Second, because Fang Tieshan's body was in too wretched a state, and he did not dare cause the slightest disturbance.

Third, because he himself did not know whether the inner force he had nurtured over ten years simply to stay alive could truly set Dragoncloud Palm in motion.

Fang Tieshan said, "Gently."

"Do not strike."

"Only let the palm intent move."

Fang Yingjie nodded and slowly rose to his feet.

He found a patch of stone in the cell that was a little less damp than the rest.

Then he closed his eyes.

First, he regulated his breathing.

One breath sank into his energy center.

It was nothing like the broad, surging openness of Mount Hua's Greater Yang Art, nor the dense, yielding softness of the Greater Yin line. What stirred within him had been born in ten years of bitter cold and iron confinement. It was neither fierce nor bright, but thick and abiding, gathered deep and unwilling to scatter. Like charcoal buried beneath ash—dark to the eye, yet still holding one ember that refused to die.

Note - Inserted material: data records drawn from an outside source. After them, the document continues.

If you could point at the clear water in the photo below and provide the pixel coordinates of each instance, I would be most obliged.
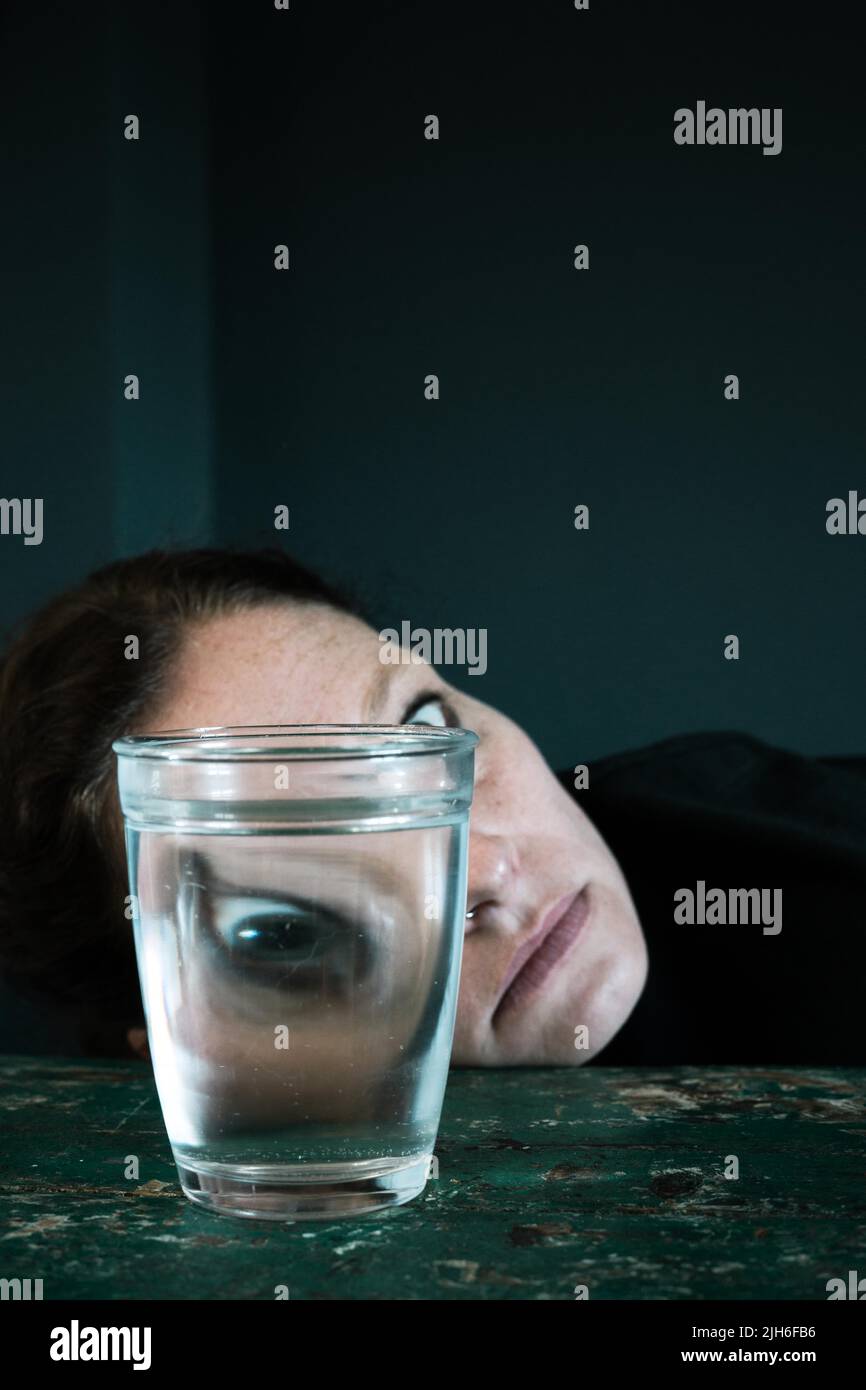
(300, 986)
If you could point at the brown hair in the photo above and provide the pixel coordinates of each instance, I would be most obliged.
(66, 692)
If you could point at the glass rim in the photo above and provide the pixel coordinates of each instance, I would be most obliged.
(231, 742)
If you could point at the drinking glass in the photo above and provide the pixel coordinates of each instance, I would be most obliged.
(298, 905)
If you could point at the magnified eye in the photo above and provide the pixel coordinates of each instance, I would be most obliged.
(293, 945)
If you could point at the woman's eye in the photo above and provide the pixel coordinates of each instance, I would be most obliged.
(299, 945)
(430, 712)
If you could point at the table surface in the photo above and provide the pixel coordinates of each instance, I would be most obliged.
(548, 1179)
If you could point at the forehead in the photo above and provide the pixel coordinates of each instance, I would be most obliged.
(293, 663)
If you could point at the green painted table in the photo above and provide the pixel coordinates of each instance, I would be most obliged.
(548, 1179)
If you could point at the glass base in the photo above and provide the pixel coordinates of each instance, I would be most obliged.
(293, 1191)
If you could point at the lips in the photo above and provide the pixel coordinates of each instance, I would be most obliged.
(542, 952)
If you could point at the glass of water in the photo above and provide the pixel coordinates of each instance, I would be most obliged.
(299, 897)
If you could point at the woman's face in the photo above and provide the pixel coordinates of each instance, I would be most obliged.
(552, 941)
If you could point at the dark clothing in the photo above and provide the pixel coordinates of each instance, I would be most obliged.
(738, 813)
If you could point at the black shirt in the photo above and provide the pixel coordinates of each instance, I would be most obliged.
(734, 812)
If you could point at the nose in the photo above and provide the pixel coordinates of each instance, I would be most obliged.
(492, 869)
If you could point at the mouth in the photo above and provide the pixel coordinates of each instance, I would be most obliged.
(542, 952)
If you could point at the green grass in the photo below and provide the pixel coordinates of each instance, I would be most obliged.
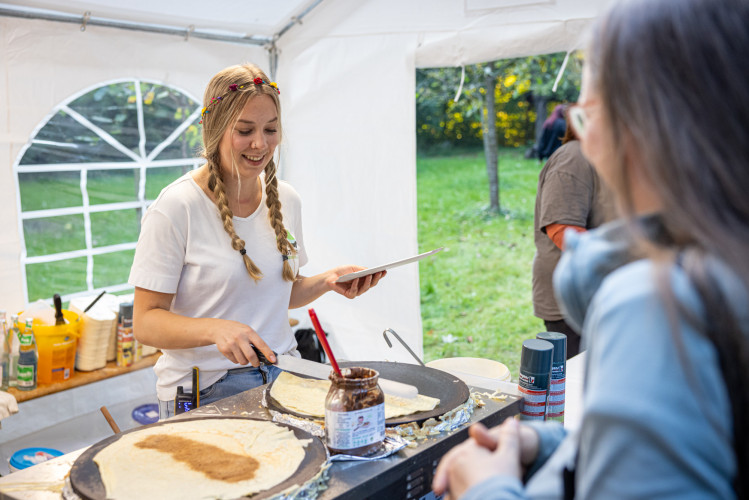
(478, 290)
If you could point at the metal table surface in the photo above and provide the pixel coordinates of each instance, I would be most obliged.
(348, 480)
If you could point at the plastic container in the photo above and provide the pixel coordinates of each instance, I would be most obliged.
(56, 346)
(96, 328)
(476, 372)
(27, 457)
(355, 412)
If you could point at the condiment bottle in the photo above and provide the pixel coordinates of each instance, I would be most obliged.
(355, 412)
(125, 338)
(15, 348)
(5, 355)
(28, 359)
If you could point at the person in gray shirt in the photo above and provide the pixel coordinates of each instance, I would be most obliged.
(662, 294)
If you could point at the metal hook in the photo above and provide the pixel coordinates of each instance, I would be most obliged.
(384, 334)
(86, 17)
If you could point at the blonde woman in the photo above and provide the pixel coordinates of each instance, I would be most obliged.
(217, 263)
(662, 296)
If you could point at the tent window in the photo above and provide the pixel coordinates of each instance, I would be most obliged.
(86, 176)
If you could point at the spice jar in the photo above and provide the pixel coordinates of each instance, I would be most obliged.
(354, 412)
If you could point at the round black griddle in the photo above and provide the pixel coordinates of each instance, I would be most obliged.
(86, 481)
(450, 390)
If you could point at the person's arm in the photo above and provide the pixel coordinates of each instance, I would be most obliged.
(308, 288)
(155, 325)
(657, 420)
(555, 232)
(490, 464)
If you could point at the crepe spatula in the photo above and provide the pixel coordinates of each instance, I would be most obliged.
(289, 363)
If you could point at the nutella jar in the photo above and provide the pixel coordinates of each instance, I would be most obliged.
(355, 412)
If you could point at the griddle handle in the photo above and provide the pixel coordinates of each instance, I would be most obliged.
(384, 334)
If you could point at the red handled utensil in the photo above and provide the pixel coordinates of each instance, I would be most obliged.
(323, 340)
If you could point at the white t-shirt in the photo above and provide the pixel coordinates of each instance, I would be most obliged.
(183, 249)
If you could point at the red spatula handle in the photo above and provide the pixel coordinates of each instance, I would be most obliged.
(323, 340)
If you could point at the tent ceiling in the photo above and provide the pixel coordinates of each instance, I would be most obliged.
(263, 18)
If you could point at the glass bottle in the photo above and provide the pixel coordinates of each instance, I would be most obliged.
(5, 356)
(28, 359)
(355, 412)
(15, 346)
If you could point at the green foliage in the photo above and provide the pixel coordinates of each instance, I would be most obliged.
(478, 290)
(518, 85)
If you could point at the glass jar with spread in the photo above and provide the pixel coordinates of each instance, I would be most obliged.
(354, 412)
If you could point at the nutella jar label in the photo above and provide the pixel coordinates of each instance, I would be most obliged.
(354, 429)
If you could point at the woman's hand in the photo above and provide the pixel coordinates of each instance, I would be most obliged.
(235, 340)
(354, 288)
(486, 453)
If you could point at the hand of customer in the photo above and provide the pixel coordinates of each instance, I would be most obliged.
(473, 461)
(8, 405)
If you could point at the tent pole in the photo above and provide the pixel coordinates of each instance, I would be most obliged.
(296, 20)
(7, 10)
(272, 59)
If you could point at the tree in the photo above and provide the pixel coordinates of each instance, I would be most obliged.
(512, 85)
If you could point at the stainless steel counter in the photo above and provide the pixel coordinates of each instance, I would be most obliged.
(385, 478)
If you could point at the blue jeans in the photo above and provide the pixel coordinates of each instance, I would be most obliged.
(233, 382)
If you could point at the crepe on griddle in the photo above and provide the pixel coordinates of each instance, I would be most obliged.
(307, 397)
(209, 458)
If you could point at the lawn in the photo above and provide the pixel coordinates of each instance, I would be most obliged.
(476, 295)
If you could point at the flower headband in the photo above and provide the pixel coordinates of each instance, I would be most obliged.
(234, 88)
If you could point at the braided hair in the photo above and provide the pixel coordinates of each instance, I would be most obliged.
(225, 97)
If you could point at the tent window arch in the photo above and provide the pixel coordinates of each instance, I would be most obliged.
(87, 174)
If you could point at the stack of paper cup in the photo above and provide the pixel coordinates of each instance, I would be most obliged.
(96, 327)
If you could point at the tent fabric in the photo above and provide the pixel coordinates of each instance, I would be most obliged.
(347, 79)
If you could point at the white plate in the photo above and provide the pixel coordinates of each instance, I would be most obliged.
(372, 270)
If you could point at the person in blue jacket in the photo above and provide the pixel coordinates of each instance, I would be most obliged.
(662, 294)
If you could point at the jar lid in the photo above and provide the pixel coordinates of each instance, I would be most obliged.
(31, 456)
(536, 356)
(559, 340)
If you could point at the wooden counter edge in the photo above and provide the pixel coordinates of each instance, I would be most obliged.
(82, 378)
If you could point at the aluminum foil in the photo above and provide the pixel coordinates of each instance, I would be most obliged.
(453, 419)
(309, 490)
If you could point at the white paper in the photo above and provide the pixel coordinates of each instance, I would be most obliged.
(372, 270)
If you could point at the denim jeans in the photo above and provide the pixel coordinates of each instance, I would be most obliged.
(233, 382)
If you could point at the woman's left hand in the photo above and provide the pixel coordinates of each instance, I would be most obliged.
(353, 288)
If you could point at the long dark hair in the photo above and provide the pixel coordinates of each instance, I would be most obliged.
(672, 75)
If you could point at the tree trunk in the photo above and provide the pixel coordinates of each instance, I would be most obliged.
(490, 143)
(541, 103)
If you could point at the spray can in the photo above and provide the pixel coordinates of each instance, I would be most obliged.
(125, 337)
(558, 374)
(535, 377)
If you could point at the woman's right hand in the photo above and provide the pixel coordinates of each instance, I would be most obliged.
(235, 340)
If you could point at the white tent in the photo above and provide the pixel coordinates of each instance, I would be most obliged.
(347, 74)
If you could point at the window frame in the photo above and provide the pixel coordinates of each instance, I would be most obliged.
(141, 162)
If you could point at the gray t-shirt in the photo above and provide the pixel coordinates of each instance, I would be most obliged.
(569, 192)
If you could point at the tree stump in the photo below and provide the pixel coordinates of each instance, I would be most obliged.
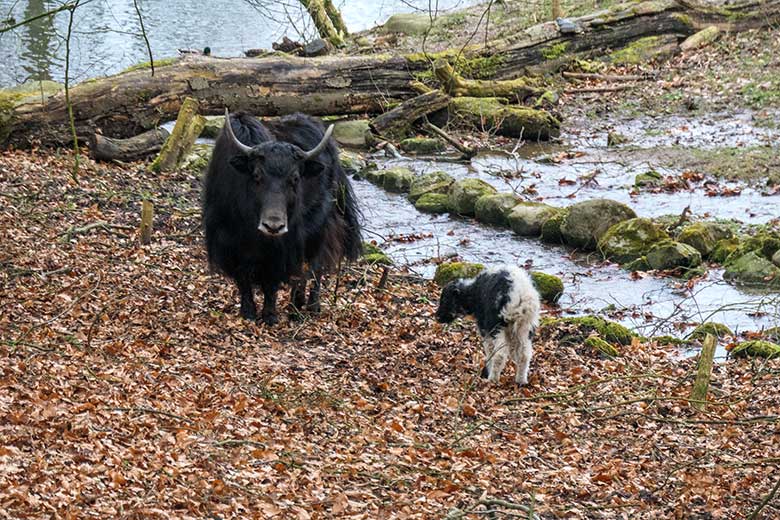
(188, 127)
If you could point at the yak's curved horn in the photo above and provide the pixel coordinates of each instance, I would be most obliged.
(321, 146)
(241, 146)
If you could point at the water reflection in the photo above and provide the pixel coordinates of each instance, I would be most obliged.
(107, 38)
(39, 41)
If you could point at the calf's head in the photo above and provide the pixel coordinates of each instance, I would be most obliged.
(275, 168)
(450, 302)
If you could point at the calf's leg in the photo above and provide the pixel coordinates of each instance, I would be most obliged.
(523, 361)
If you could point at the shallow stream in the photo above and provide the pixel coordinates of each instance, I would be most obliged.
(651, 305)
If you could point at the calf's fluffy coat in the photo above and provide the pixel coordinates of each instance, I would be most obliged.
(506, 306)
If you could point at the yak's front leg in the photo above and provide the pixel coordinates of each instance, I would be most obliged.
(269, 315)
(313, 305)
(297, 296)
(248, 308)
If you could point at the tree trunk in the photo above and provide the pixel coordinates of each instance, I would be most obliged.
(393, 124)
(189, 125)
(320, 15)
(103, 148)
(132, 102)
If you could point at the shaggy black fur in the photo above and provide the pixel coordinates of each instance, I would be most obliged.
(322, 216)
(484, 298)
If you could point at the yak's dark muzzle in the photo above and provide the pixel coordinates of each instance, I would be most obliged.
(273, 226)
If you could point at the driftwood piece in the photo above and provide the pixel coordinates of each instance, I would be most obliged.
(455, 85)
(701, 38)
(132, 102)
(395, 123)
(703, 373)
(603, 77)
(467, 152)
(189, 125)
(102, 148)
(147, 220)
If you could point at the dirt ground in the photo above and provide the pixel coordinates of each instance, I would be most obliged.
(130, 388)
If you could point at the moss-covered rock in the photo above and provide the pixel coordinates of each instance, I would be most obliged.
(422, 145)
(398, 179)
(375, 176)
(649, 178)
(213, 126)
(724, 249)
(608, 330)
(463, 195)
(640, 264)
(772, 334)
(704, 236)
(509, 120)
(352, 163)
(587, 221)
(549, 287)
(436, 203)
(447, 272)
(551, 228)
(433, 182)
(718, 330)
(414, 24)
(669, 254)
(355, 133)
(494, 209)
(756, 348)
(615, 139)
(599, 345)
(752, 269)
(374, 256)
(526, 218)
(631, 239)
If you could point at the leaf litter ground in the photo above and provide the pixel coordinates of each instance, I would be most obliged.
(130, 388)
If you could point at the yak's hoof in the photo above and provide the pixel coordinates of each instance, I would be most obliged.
(295, 313)
(270, 318)
(248, 313)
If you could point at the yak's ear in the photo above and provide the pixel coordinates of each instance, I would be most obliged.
(241, 163)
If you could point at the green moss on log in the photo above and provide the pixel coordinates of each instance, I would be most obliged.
(599, 345)
(447, 272)
(436, 203)
(549, 287)
(757, 348)
(146, 65)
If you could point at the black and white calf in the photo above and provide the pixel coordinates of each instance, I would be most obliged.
(506, 305)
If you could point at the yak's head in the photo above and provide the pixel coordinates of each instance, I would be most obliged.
(450, 302)
(276, 168)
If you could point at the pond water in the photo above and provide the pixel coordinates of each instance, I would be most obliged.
(651, 305)
(107, 37)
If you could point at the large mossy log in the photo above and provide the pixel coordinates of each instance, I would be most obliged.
(102, 148)
(132, 102)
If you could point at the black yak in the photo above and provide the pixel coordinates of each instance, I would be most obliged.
(276, 199)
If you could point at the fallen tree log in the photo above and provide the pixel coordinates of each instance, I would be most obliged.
(132, 102)
(394, 123)
(102, 148)
(518, 90)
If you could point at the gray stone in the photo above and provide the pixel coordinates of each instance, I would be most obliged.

Following the palm intent of Cloud Rising Through Stone Crevices, Fang Yingjie slowly let his shoulders sink, gathered his waist, and turned lightly on his feet.

His palm did not move.

The force rose first.

Not surging.

Supporting.

He himself had not yet sensed anything extraordinary, but Fang Tieshan abruptly lifted his face.

Those dim, sightless eyes opened into emptiness.

Yet in that instant, his expression changed.

"Stop."

Fang Yingjie stopped at once.

"Again," said Fang Tieshan.

His voice had grown lower, heavier.

Fang Yingjie obeyed and tried once more.

This time, he moved even more slowly than before.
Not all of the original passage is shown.